Clementine Briarcliff Manor Primary Therapist Dana Sedlak, LCSW shares an inspiring piece about finding freedom and hope this New Year’s Eve. Read on to learn more from Dana…
“For last year’s words belong to last year’s language and next year’s words await another voice.” – T.S. Eliot
With New Year’s Eve upon, we sometimes find ourselves anticipating a fresh start with new beginnings, while other times we are holding on to the security of the present with fear of what’s to come ahead of us.
2018 might have been a difficult year if you were struggling with your eating disorder. It might have consisted of memories or moments that you have wished away countless times due to guilt or shame that often felt intolerable. If this has been your experience, you are probably wishing for time to fast-forward so that next year can arrive in order for you to feel that you can begin again.
Many people with eating disorders often reflect feeling as if they have missed out on many memorable events due to their illness. The end of the year can result in an increase in difficulty when you find yourself reflecting on important moments that might not have gone as planned. If this is the case, you may be flooded with regret or anger. First, breathe. Do not beat yourself up. Do not listen to the voice that convinces you that you have wasted time, for that voice depletes you. Challenge those thoughts by reminding yourself that this does not have to be your 2018 narrative.
If someone were to ask you what has this year attempted to teach you, what would you say?
Has it taught you how to communicate in new ways in order for your voice to be heard?
Has it taught you how to start trusting that part of yourself that you used to repress out of fear?

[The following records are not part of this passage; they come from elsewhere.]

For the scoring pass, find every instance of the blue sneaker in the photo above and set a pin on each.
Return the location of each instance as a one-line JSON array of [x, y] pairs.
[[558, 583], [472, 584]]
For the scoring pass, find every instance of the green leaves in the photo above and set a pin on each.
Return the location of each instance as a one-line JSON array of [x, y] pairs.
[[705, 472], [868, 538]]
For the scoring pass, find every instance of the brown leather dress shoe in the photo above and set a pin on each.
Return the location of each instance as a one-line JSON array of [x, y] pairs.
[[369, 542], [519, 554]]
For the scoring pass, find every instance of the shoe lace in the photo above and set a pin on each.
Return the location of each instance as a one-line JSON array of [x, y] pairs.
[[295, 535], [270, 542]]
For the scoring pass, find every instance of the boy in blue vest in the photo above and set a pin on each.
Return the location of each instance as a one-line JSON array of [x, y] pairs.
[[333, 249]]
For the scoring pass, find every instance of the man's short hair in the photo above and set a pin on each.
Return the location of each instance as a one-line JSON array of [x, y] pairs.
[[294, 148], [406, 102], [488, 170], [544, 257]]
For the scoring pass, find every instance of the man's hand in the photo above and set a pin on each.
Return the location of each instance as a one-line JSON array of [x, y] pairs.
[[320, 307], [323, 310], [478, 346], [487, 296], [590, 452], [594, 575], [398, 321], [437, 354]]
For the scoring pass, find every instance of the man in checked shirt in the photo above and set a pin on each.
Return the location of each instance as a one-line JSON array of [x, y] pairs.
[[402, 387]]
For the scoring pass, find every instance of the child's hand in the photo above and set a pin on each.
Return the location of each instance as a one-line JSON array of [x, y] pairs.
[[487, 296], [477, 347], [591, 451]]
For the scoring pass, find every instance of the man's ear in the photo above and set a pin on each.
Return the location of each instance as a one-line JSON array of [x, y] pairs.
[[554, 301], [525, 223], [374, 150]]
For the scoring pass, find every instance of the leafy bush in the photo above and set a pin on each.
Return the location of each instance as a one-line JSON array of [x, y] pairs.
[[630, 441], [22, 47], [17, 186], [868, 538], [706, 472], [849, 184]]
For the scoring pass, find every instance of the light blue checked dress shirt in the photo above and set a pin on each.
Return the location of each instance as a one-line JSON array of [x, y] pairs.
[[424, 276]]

Has it taught you that even on your worst days, the sun still rises the next morning with a clean slate?
While you cannot control what the past year has brought you, it is important to take a moment to reflect on the lessons that it’s communicating to you. Be careful not to avoid this important information out of a desire to deflect from the potential pain that it may also bring. It is these moments that you begin to heal the most.
Once you are able to develop insight into what the past year has brought you, you become truly prepared to transition to the new year in a healthy manner. As New Year’s Eve approaches, ask yourself what memories or relationships from this year that you would like to release. What themes from this year are you carrying around that no longer serve you?
Are you minimizing your needs in order to maintain the status quo within your relationships?
Are you stifling your passions out of fear that you won’t reach your desired goals?
Are you letting your eating disorder overpower your healthy self?
Allow yourself to let these things go. They are not worthy of taking up space in your new beginning.
Wherever you may be when the ball drops at midnight, remind yourself of this: You get to decide what your 2019 narrative will become. It is your choice about what you want to leave in 2018 and what you want to bring with you into the upcoming year. Do not allow your eating disorder, your guilt, your depression, or your anxiety tell you anything different.
This year is yours and yours alone to be written. At 12:00 am, feel that freedom, feel that hope, and begin again.